General information
- Type: Single seat glider
- National origin: Italy
- Manufacturer: Aeronautica Bonomi
- Designer: Camillo Silva
- Number built: 3

History
- First flight: 1934

= Bonomi BS.15 Bigiarella =

The Bonomi BS.15 Bigiarella (Italian for 'lesser whitethroat'), originally named the Bonomi BS.6 Bigiarella was a single seat glider, designed and built in Italy in 1934. Only three were constructed.

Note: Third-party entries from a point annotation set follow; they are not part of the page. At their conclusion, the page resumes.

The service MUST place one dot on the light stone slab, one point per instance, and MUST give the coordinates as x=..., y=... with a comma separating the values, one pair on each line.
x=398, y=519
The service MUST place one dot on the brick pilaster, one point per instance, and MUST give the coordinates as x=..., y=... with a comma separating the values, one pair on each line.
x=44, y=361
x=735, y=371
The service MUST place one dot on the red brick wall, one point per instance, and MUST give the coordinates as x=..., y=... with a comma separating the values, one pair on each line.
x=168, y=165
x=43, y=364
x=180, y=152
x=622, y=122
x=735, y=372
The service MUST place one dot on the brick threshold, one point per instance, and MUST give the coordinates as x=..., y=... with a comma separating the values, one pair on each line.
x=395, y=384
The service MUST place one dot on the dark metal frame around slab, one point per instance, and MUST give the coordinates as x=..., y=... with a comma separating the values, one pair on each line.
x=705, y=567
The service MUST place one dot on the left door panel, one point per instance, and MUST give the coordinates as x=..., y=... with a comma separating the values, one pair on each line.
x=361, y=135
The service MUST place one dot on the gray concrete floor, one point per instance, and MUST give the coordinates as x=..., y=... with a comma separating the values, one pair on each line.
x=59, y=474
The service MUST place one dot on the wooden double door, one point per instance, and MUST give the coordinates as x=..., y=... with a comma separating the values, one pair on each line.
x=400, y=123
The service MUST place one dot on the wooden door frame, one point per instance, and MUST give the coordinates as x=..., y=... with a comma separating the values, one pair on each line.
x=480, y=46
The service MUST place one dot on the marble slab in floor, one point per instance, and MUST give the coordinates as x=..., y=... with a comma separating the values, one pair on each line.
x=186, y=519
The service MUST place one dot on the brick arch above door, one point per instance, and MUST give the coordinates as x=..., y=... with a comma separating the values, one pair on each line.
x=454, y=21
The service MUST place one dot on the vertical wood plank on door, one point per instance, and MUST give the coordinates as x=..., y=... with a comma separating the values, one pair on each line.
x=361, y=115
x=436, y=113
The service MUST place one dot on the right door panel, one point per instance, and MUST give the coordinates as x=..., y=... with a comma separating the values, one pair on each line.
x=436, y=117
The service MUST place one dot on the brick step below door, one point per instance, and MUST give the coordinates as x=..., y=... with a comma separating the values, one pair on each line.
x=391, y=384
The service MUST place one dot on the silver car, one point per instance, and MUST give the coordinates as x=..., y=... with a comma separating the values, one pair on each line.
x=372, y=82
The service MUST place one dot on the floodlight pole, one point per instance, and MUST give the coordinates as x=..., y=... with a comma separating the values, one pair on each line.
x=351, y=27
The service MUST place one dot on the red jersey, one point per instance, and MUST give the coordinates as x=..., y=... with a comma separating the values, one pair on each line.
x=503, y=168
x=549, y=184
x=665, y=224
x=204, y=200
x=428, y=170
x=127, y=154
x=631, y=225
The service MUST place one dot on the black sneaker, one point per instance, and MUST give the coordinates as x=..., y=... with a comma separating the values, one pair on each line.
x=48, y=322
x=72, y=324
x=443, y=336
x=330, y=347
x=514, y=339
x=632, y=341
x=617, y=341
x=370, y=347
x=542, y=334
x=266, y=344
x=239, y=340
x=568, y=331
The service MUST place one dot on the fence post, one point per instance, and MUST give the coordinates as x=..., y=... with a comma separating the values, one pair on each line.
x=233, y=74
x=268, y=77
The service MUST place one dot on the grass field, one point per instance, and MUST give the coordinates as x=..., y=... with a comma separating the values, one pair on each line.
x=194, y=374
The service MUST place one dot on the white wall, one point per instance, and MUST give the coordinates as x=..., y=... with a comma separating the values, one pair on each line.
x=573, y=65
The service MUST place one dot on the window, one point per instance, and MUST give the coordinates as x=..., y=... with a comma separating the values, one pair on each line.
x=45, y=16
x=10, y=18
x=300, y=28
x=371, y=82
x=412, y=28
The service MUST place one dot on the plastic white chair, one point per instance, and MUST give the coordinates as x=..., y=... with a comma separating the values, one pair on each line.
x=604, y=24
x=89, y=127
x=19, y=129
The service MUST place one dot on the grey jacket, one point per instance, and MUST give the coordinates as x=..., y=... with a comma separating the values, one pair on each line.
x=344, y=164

==Design and development==

The Bigiarella was a single seat high wing braced monoplane, constructed from wood and fabric. Its fuselage, though conventional, was a new design but otherwise the Bigiarella was very similar to the BS.8 Biancone, using the same wings and support structure. The Biancone, though it had a nacelle housing the cockpit had retained the fuselage boom of its predecessor, the BS.7 Allievo Italia. In contrast, the Bigiarella had a full, rectangular cross section fuselage which was only slightly tapered, the deepest section containing the pilot's open, unscreened cockpit in front of and below the wing's high leading edge. The fuselage was largely fabric covered but the central part containing the wing support structure was plywood skinned. In some photographs the three sloping struts that connected wing and fuselage, a distorted N arrangement most easily visible on the BS.7, were faired in as on the Biancone, but others show them exposed. The new fuselage, deeper at the tail than the Biancone's tailboom, required a less tall fin to maintain the tailplane's position with respect to the rudder but otherwise the empennage was unchanged. A wooden landing skid with rubber springing, deep like the one on the BS.11 Milano and assisted by a small tail bumper served as its undercarriage.

Only three Bigiarellas were built.

==Operational history==
In July 1934 a Bigiarella set an endurance record of 2 hrs 50 min, flying at Vigne di Valle near Rome.